Bhattacharya, Surela; Das, Amlan; Datta, Satabdi; Ganguli, Arnab; Chakrabarti, Gopal.
Afiliación
  • Bhattacharya S; Department of Biotechnology and Dr. B.C. Guha Centre for Genetic Engineering and Biotechnology, University of Calcutta, 35 Ballygunge Circular Road, Kolkata, WB, 700 019, India.

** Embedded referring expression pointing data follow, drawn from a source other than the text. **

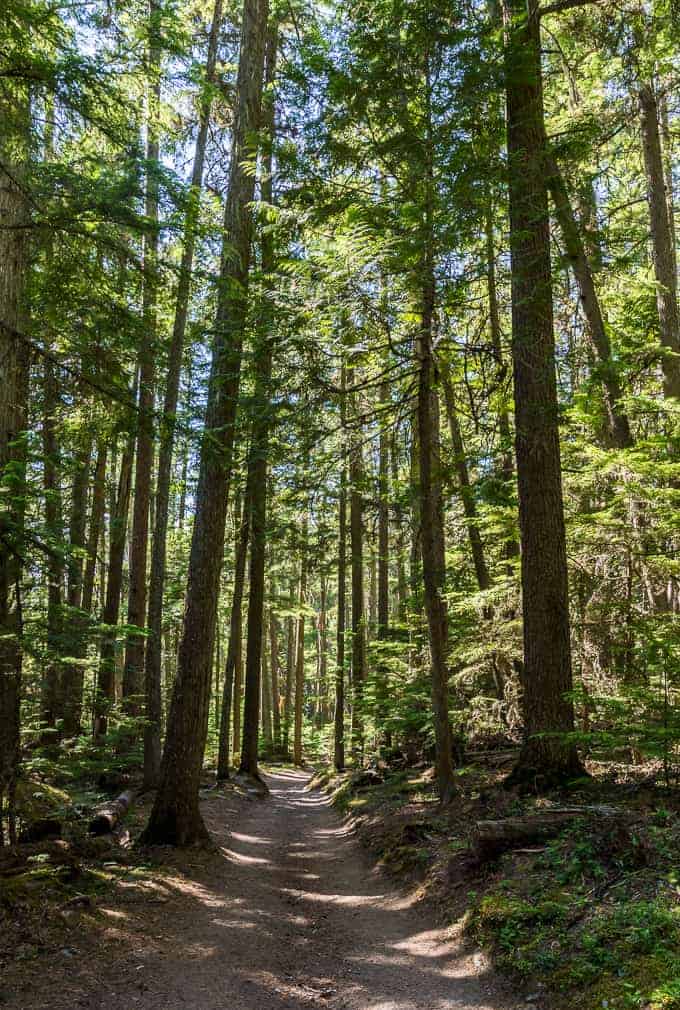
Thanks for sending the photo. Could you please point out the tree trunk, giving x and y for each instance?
(546, 755)
(167, 441)
(233, 648)
(338, 744)
(402, 584)
(358, 602)
(105, 694)
(663, 255)
(276, 680)
(467, 493)
(176, 818)
(72, 675)
(14, 355)
(322, 649)
(133, 670)
(431, 545)
(430, 503)
(290, 673)
(51, 694)
(263, 360)
(94, 536)
(383, 621)
(507, 464)
(299, 658)
(617, 426)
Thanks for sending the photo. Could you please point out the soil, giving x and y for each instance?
(288, 913)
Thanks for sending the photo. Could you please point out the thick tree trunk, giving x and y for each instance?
(663, 255)
(465, 487)
(176, 818)
(105, 693)
(263, 361)
(72, 674)
(402, 583)
(431, 544)
(276, 679)
(233, 648)
(617, 426)
(322, 651)
(256, 601)
(430, 503)
(506, 461)
(94, 536)
(299, 657)
(133, 669)
(338, 722)
(383, 616)
(549, 714)
(167, 440)
(52, 698)
(14, 214)
(358, 602)
(290, 673)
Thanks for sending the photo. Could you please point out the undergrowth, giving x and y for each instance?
(589, 920)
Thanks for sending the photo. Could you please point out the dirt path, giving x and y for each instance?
(290, 914)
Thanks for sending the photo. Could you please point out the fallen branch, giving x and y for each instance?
(494, 837)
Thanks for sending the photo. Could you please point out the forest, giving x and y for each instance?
(340, 485)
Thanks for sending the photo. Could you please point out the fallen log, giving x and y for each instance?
(109, 815)
(43, 827)
(19, 859)
(494, 837)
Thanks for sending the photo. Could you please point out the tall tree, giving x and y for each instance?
(132, 685)
(167, 434)
(176, 818)
(547, 754)
(14, 354)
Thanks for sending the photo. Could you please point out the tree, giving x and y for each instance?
(175, 817)
(548, 755)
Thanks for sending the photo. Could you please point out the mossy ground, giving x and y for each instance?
(590, 919)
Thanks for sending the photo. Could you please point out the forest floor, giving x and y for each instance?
(288, 912)
(585, 919)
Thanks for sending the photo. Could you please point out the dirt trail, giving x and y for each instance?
(290, 914)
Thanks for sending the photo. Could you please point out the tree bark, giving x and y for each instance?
(663, 256)
(176, 818)
(358, 602)
(52, 698)
(263, 361)
(465, 487)
(72, 674)
(233, 647)
(105, 693)
(383, 621)
(617, 425)
(14, 213)
(133, 669)
(546, 755)
(276, 679)
(299, 658)
(290, 673)
(167, 439)
(338, 722)
(429, 487)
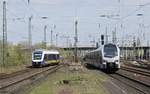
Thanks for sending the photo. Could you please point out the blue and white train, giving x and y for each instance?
(43, 57)
(106, 57)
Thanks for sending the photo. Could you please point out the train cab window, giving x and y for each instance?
(110, 51)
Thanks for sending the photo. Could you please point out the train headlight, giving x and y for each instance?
(104, 61)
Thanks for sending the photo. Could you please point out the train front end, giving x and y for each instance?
(111, 57)
(37, 59)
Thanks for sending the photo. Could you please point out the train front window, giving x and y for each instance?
(37, 55)
(110, 51)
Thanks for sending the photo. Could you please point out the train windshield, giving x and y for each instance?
(37, 55)
(110, 50)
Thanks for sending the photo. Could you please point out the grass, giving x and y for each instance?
(84, 82)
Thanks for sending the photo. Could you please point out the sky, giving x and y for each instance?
(62, 14)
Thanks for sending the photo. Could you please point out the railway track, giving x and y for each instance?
(136, 78)
(139, 75)
(136, 70)
(15, 82)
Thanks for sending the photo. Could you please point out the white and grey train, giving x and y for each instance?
(106, 57)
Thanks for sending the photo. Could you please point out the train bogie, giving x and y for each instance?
(106, 58)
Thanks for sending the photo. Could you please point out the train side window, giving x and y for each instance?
(45, 57)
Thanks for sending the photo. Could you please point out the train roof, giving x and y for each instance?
(44, 51)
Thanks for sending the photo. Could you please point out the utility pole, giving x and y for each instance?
(51, 37)
(45, 43)
(30, 35)
(114, 39)
(4, 58)
(56, 39)
(76, 40)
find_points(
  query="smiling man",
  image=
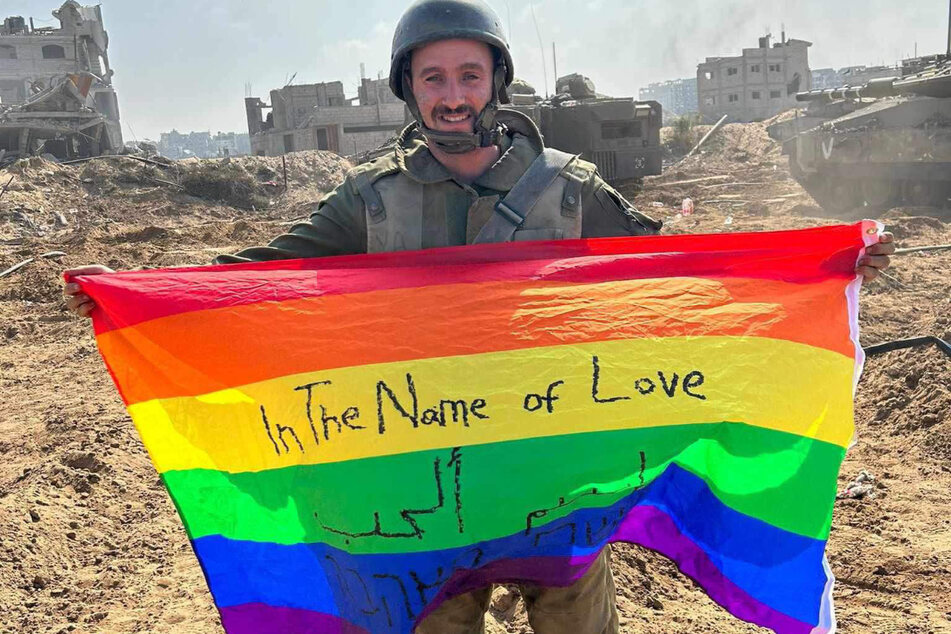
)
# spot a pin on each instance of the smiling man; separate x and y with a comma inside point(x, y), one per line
point(468, 171)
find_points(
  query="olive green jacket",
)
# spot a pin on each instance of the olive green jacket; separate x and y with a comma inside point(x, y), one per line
point(338, 226)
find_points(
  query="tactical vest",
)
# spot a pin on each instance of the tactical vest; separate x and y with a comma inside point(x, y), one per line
point(545, 204)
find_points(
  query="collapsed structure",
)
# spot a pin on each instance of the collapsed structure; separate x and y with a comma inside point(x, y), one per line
point(56, 93)
point(321, 117)
point(756, 85)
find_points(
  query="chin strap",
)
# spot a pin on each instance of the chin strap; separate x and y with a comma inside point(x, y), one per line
point(487, 131)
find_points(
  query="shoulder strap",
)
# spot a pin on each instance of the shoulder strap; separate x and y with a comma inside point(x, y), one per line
point(363, 177)
point(511, 211)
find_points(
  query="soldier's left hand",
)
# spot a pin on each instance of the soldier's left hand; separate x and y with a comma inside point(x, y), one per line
point(876, 257)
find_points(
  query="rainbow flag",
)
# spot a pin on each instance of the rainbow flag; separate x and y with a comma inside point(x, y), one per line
point(350, 441)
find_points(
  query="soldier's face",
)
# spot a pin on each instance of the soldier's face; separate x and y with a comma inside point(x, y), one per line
point(452, 83)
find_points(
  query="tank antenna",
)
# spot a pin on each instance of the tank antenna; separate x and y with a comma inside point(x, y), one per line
point(541, 47)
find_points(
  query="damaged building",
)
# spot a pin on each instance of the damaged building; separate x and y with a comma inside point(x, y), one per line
point(321, 117)
point(756, 85)
point(56, 93)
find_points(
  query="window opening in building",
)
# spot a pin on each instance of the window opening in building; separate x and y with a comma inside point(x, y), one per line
point(53, 51)
point(322, 143)
point(620, 129)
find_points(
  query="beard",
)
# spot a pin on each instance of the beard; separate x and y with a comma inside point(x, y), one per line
point(442, 111)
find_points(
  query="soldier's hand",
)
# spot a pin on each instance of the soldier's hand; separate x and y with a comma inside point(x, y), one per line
point(876, 257)
point(77, 301)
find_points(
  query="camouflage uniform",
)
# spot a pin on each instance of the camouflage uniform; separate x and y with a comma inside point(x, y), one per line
point(451, 213)
point(408, 200)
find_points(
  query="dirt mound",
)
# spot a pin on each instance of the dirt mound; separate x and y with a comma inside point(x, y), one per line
point(90, 542)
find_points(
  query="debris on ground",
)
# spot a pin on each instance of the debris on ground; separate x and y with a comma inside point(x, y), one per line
point(106, 551)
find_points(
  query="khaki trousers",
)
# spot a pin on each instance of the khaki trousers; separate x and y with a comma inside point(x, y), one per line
point(585, 607)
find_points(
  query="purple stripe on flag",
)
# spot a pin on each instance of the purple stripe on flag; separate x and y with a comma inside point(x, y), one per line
point(258, 618)
point(652, 528)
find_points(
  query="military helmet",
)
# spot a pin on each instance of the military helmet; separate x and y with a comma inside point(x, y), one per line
point(432, 20)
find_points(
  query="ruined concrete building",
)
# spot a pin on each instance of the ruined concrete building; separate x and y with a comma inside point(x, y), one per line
point(756, 85)
point(321, 117)
point(178, 145)
point(56, 94)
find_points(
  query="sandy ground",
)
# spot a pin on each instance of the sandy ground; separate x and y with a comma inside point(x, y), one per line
point(89, 541)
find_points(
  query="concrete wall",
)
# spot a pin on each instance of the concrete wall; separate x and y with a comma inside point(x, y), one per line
point(347, 130)
point(754, 86)
point(81, 38)
point(292, 105)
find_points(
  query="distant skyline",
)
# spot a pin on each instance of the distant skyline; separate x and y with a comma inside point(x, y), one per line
point(183, 64)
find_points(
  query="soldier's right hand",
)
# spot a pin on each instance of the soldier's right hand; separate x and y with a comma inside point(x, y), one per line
point(77, 301)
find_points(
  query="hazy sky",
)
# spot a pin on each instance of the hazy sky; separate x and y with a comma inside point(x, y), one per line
point(184, 63)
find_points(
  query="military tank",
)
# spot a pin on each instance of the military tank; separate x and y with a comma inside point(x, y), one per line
point(873, 146)
point(619, 135)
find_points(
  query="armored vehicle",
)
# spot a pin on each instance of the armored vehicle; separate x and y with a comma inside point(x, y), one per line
point(619, 135)
point(884, 143)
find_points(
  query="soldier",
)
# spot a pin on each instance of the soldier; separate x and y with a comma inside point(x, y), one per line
point(467, 171)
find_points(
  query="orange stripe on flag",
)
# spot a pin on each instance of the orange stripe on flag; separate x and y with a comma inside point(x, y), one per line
point(185, 355)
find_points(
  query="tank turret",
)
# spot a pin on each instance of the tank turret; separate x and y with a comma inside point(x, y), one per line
point(873, 146)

  • Das A; Department of Biotechnology and Dr. B.C. Guha Centre for Genetic Engineering and Biotechnology, University of Calcutta, 35 Ballygunge Circular Road, Kolkata, WB, 700 019, India.
  • Datta S; Department of Biotechnology and Dr. B.C. Guha Centre for Genetic Engineering and Biotechnology, University of Calcutta, 35 Ballygunge Circular Road, Kolkata, WB, 700 019, India.
  • Ganguli A; Department of Biotechnology and Dr. B.C. Guha Centre for Genetic Engineering and Biotechnology, University of Calcutta, 35 Ballygunge Circular Road, Kolkata, WB, 700 019, India.
  • Chakrabarti G; Department of Biotechnology and Dr. B.C. Guha Centre for Genetic Engineering and Biotechnology, University of Calcutta, 35 Ballygunge Circular Road, Kolkata, WB, 700 019, India. gcbcg@caluniv.ac.in.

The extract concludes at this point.